We left Pai on a 5am Aya van for a 6-hour ride to Chiang Rai, Thailand as we inched towards the Laos border. We left during a cold snap (the entire region was having record-breaking cold temperatures) for another curvy drive. It was pitch black, freezing cold with snow(!) on the ground, the van didn’t have heat and the windows were so fogged that the driver had to keep his window down to help defrost the windshield so he didn’t drive off a cliff. Oh, and guess who was sitting directly behind the driver? All of us 13 passengers bundled up, huddled together and did everything we could to keep warm. It was a long ride, but again, we survived.
Once we arrived in Chiang Rai, we dropped our bags at our guesthouse for the night (pretty cute, actually) asked a local for a few tips and set off to catch the city bus to see “The White Temple.”
our giant room for $19 at Baan Rub Aroon Guest House in Chiang Rai, Thailand.
Pretty much the only thing of note in Chiang Rai, The White Temple is pretty badass. Unlike its traditional gold competitors, this temple is all white, silver and the interior (no photos allowed) has intricate paintings of modern day characters and current events.
see the lone red fingernail?
in the sunlight, everything was sparkling and magical.
mixed metals from tourist wishes.
this guy was my fave. i can see a fashion designer taking inspiration from this look.
we bought our own wishing ornament, wrote our wish and hung it with the masses.
ting with the famous White Temple creator.

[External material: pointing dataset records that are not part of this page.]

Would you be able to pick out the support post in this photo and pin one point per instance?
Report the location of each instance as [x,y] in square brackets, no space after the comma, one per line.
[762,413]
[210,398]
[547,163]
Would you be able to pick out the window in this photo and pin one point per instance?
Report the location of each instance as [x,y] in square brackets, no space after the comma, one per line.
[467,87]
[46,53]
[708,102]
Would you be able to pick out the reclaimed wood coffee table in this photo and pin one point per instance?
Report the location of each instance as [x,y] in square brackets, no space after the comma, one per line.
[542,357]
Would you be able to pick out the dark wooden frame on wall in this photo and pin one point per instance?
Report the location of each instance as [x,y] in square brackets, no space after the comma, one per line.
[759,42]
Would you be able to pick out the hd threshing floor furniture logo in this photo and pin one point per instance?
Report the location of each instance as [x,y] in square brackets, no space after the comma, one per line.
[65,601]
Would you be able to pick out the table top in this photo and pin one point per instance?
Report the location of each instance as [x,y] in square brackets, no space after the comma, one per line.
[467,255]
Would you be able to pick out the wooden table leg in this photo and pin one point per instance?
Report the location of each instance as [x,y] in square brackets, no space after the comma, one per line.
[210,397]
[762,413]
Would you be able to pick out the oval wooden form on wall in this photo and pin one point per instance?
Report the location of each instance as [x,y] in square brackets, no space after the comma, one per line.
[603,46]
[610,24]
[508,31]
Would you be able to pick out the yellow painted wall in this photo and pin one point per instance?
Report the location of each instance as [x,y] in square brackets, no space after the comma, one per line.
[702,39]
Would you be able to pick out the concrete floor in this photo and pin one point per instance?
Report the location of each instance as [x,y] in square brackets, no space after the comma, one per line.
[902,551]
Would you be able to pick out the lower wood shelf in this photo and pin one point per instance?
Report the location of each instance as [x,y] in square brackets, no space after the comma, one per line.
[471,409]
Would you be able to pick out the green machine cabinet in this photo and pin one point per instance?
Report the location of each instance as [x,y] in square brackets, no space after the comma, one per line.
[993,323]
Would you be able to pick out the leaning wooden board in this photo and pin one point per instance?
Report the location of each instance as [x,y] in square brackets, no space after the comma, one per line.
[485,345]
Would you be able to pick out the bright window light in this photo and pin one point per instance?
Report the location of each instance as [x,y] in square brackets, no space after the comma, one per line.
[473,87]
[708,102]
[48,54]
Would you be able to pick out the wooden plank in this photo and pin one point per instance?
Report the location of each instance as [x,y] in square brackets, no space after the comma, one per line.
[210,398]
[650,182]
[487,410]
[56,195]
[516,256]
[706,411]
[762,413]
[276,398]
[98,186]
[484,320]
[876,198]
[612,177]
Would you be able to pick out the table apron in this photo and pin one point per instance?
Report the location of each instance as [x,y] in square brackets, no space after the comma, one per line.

After our peruse around the White Temple, we hopped in a sǎwngthǎew (a larger tuk tuk) for a ride back to the main area of town and spotted a restaurant packed with locals, so we wandered in and ordered our first two bowls of “Khao Soi” (said: cow-soy) a popular noodle soup that’s authentic to Northern Thailand and Laos. It. Was. Delicious.
From there, we wandered around the night market, got lost looking for a restaurant we never did find and watched the “Clock Tower Music & Light Show.” We were told this was another favorite in the city – at 7/8/9pm the clock tower (a giant roundabout) did a show. Cool. We happened to be in the area and headed over to find swarms of Asian tourists with their iPhones up and ready to film the anticlimactic 5-minute show. It was the more anti-clamatic show ever. We laughed the whole way home.
Side note: If you find yourself in Chiang Rai, give Destiny’s Restaurant a go. Not because it’s particularly delicious, but because their mission is one worth supporting. The restaurant serves as a training restaurant and kitchen to help women who’ve been saved from the sex-industry (rampant in Asia) learn industry skills to help them find better ways to earn a living. Many of these women leave the jungle hillside tribes looking for work in the big cities and sadly end up in prostitution or shady bars that cater to gross, old western men. And if you’re really brave, next door is Destiny’s Hair Salon – same concept.
And while this may look like a sidewalk overflowing with garbage, it’s not. We did find it so interesting and inspiring that the street vendors left all their supplies and goods on the sidewalk – no worries about thievery in the Buddhist culture. Love.
And that was pretty much our time in Chiang Rai. It was just enough time.